A new method to produce gold nanoparticles in cancer cells
Dipanjan Pan, professor of chemical, biochemical, and environmental engineering at UMBC, and collaborators published a seminal study in Nature Communications that demonstrates for the first time a method of biosynthesizing plasmonic gold nanoparticles within cancer cells, without the need for conventional bench-top lab methods. It has the potential to notably expand biomedical applications.
Conventional laboratory-based synthesis of gold nanoparticles require ionic precursors and reducing agents subjected to varying reaction conditions such as temperature, pH, and time. This leads to variation in nanoparticle size, morphology, and functionalities that are directly correlated to their internalization in cells, their residence time in vivo, and clearance. To avoid these uncertainties, this work demonstrates that biosynthesis of gold nanoparticles can be achieved efficiently directly in human cells without requiring conventional laboratory methods.
The researchers examined how various cancer cells responded to the introduction of chloroauric acid to their cellular microenvironment by forming gold nanoparticles. These nanoparticles generated within the cell can potentially be used for various biomedical applications, including in X-ray imaging and in therapy by destroying abnormal tissue or cells.
In the paper, Pan and his team describe their new method of producing these plasmonic gold nanoparticles within cells in minutes, within a cell's nucleus, using polyethylene glycol as a delivery vector for ionic gold. "We have developed a unique system where gold nanoparticles are reduced by cellular biomolecules and those can retain their functionality, including the capacity to guide the remaining cluster to the nucleus," says Pan.
They also worked to further demonstrate the biomedical potential of this approach by inducing in-situ biosynthesis of gold nanoparticles within a mouse tumor, followed by photothermal remediation of the tumor.
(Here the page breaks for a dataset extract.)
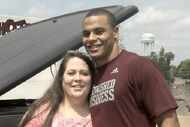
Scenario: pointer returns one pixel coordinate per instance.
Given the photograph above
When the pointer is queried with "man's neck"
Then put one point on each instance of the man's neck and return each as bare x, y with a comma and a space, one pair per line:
112, 56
Pan explains that the mouse study exemplified how "the intracellular formation and nuclear migration of these gold nanoparticles present a highly promising approach for drug delivery application."
"Gold is the quintessential noble element that has been used in biomedical applications since its first colloidal synthesis more than three centuries ago," Pan notes. "To appreciate its potential for clinical application, however, the most challenging research ahead of us will be to find new methods of producing these particles with uncompromised reproducibility with functionalities that can promote efficient cellular binding, clearance, and biocompatibility and assess their long-term term effects on human health. This new study is a small but important step toward that overarching goal."